Tarih: 31.10.2013 21:23

ABD Dışişleri`nde Diyanet İşleri Dairesi

Facebook Twitter Linked-in

Shaun Casey (ortada): “Dini liderler ve inanç toplulukları çevrelerini şekillendirirken aynı zamanda Amerika’nın dış politikayla ilgili kaygılarını da etkileme gücüne sahip.'


Amerikanın Sesi Radyosu

Hillary Clinton, Dışişleri Bakanlığı yaptığı dönemde farklı dini topluluklarla irtibat halinde olmanın önemini vurguladı. Pakistan ziyareti sırasında da İslamabad’da bir Sufi türbesini ziyaret etti.

Yeni Dışişleri Bakanı John Kerry de dairenin başına yaptığı atamayı açıklarken Clinton’ın izinde gitti ve Ürdün Kralı Abdullah’la yaptığı görüşmede, kralın, İslam dininin, çoğunluğu dini çarpıtan kişiler tarafından ele geçirildiğini kabul ettiğini söyledi: “Bence tehlike, dinin küresel etkisini gözardı etmemizdir.”

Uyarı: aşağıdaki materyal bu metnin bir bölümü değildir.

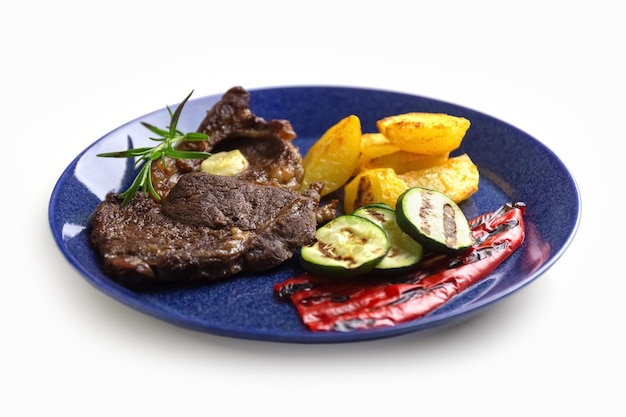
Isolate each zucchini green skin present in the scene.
[300,214,390,277]
[396,187,475,255]
[353,204,424,274]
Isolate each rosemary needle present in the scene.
[97,90,211,206]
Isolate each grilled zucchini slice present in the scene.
[396,187,475,255]
[300,214,390,277]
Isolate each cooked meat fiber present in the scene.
[152,87,304,197]
[91,172,321,285]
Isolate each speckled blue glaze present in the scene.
[49,86,581,343]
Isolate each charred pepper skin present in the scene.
[274,202,526,332]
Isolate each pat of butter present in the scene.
[200,149,248,176]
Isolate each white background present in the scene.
[0,0,626,416]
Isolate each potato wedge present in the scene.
[398,154,479,203]
[376,112,470,155]
[361,133,400,158]
[357,151,449,174]
[343,168,407,214]
[301,115,362,196]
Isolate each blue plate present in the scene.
[49,86,581,343]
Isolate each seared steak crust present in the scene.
[152,87,304,197]
[91,172,321,285]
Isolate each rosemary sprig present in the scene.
[98,90,211,206]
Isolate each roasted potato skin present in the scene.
[343,168,407,214]
[398,154,480,204]
[301,115,362,196]
[302,112,479,214]
[376,112,470,155]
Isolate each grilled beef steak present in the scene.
[152,87,304,197]
[91,172,321,285]
[90,87,337,285]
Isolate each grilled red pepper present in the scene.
[274,203,526,331]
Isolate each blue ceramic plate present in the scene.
[49,86,581,343]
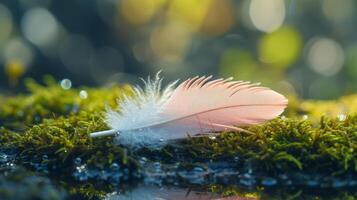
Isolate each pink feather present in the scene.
[92,76,288,144]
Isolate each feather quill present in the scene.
[91,73,288,146]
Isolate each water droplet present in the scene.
[74,157,82,165]
[42,155,48,160]
[110,163,120,171]
[261,177,277,186]
[332,179,347,188]
[208,136,216,140]
[79,90,88,99]
[338,114,346,121]
[239,176,256,186]
[0,153,9,163]
[139,157,148,165]
[60,79,72,90]
[306,179,319,187]
[233,156,239,162]
[154,162,161,170]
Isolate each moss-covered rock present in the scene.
[0,78,357,198]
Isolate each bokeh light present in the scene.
[220,47,258,80]
[59,35,94,76]
[0,0,357,98]
[21,8,59,47]
[3,38,34,67]
[249,0,285,32]
[150,23,191,62]
[307,38,345,76]
[118,0,166,26]
[322,0,356,24]
[259,27,302,68]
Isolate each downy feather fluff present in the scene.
[91,73,288,146]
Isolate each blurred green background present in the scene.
[0,0,357,99]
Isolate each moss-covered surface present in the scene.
[0,77,357,198]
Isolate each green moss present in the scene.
[0,78,357,198]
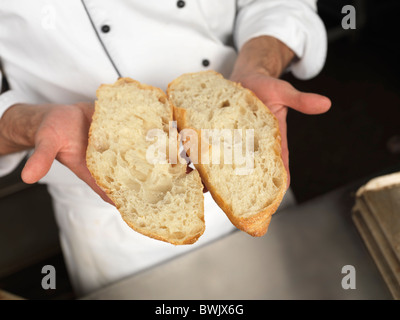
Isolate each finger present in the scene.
[286,88,332,114]
[268,82,332,114]
[21,137,59,184]
[277,108,290,189]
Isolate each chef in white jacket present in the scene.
[0,0,330,296]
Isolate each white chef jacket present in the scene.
[0,0,327,295]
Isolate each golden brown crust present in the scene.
[167,70,287,237]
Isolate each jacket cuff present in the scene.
[234,1,327,80]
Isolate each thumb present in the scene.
[21,137,59,184]
[280,83,332,114]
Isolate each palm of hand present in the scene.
[22,103,110,202]
[232,73,331,187]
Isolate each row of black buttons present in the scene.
[101,0,210,67]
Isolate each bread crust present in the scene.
[167,70,287,237]
[86,78,205,245]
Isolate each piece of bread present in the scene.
[167,71,287,236]
[86,78,205,245]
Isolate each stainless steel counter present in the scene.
[84,182,392,300]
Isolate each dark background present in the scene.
[0,0,400,299]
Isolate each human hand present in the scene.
[231,71,331,187]
[2,103,112,204]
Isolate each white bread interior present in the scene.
[86,78,205,245]
[167,71,287,236]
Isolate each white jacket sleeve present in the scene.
[234,0,327,79]
[0,70,29,177]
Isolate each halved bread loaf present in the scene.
[167,71,287,236]
[86,78,205,245]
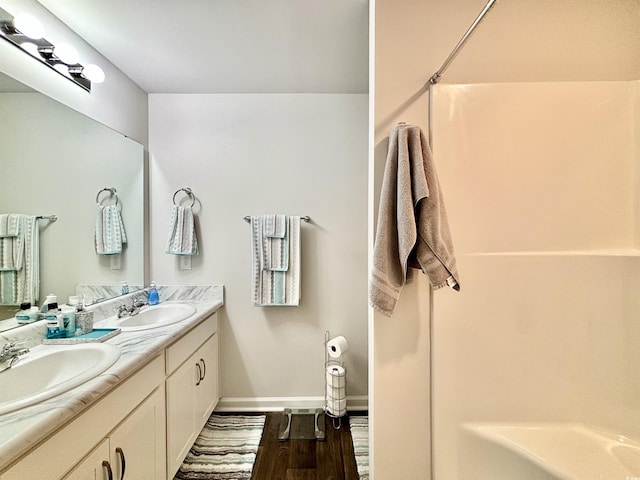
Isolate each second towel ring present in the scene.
[173,187,196,208]
[96,187,118,207]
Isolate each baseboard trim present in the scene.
[215,395,369,412]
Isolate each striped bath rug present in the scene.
[349,416,369,480]
[174,414,266,480]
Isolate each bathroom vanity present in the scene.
[0,292,222,480]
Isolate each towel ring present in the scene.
[96,187,118,207]
[173,187,196,208]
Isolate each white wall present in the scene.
[149,94,368,408]
[433,81,640,479]
[370,0,640,480]
[0,0,147,145]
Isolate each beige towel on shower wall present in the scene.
[369,124,460,317]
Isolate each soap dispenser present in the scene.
[147,282,160,305]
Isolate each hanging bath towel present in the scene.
[251,215,300,306]
[0,214,40,305]
[95,205,127,255]
[369,124,460,317]
[165,205,198,255]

Din İlişkileri Dairesi başkanlığına atanan için ilahiyat profesörü Shaun Casey de şöyle konuştu: “Dini liderler ve inanç toplulukları çevrelerini şekillendirirken aynı zamanda Amerika’nın dış politikayla ilgili kaygılarını da etkileme gücüne sahip. Amerika için dini grupları anlayarak kalkınma ve diplomasi çabalarına katılmalarını sağlamak çok önemli.”

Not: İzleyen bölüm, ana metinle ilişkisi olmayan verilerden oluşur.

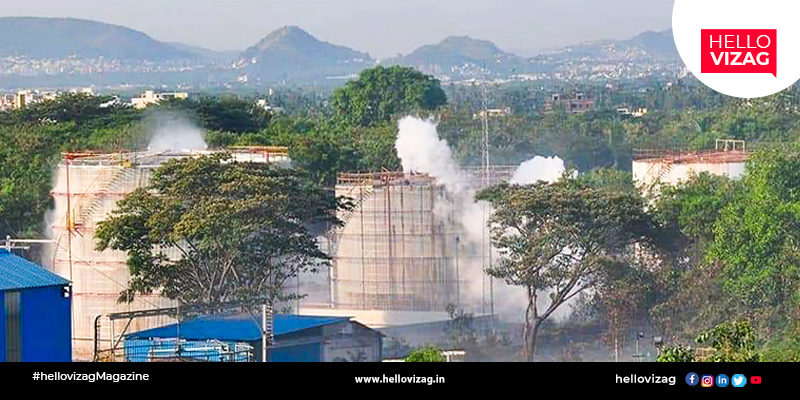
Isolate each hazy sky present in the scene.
[0,0,673,57]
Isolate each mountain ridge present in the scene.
[0,17,196,61]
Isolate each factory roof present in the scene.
[633,149,750,164]
[126,314,350,342]
[0,249,70,292]
[62,146,289,167]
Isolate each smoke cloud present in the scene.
[510,156,565,185]
[145,112,208,152]
[395,117,565,320]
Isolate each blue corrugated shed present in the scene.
[0,249,69,291]
[126,314,350,342]
[0,249,72,361]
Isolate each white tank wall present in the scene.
[50,164,174,359]
[46,151,291,360]
[332,183,459,311]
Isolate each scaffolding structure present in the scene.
[49,147,289,360]
[331,166,515,312]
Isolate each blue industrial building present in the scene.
[125,314,383,362]
[0,249,72,362]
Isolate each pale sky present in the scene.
[0,0,673,58]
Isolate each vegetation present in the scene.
[95,154,339,306]
[658,321,761,362]
[0,67,800,360]
[331,66,447,127]
[476,175,656,361]
[406,347,447,362]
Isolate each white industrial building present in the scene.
[633,140,750,190]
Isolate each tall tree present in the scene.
[709,149,800,317]
[96,154,340,306]
[477,176,656,361]
[331,66,447,127]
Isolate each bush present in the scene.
[406,347,447,362]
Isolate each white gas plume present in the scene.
[510,156,565,185]
[395,117,565,319]
[146,113,208,152]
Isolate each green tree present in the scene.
[0,126,65,238]
[406,346,447,362]
[695,321,760,362]
[96,154,341,306]
[657,344,697,362]
[331,66,447,127]
[708,149,800,318]
[477,175,656,361]
[658,321,761,362]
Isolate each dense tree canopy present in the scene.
[96,154,339,305]
[331,66,447,127]
[477,175,657,361]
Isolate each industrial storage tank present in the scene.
[331,167,515,313]
[45,148,289,360]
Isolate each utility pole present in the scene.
[261,303,267,362]
[481,60,494,315]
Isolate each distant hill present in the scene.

Bush yönetimi diğer devlet kurumlarında inanç odaklı girişimler başlattığı zaman ciddi bir tartışmaya yolaçmıştı. Bugün de Dışişleri Bakanlığı’nda böyle bir birim oluşturulmasının dinle devlet işleri arasındaki çizgiyi silebileceği kaygısı gündeme geldi.

Kerry, bunun sınırlarını anayasanın çizdiğini ve bu çizgilere saygı gösterileceğini söyledi: “Ancak yaptıklarımıza inançlarımız yön veriyor. Ve biz de bundan daha büyük bir yarar sağlamak için inancımızı çabaya dönüştürecek yollar bulmalıyız. Bu da hiç bir kırmızı çizgiyi geçmeden mümkün.”

Casey de, yurt dışındaki dini gruplara yapılan muameleyi izleyen Dışişleri Bakanlığına bağlı Uluslararası Din Özgürlüğü Dairesi’yle işbirliği yapacağını belirtti.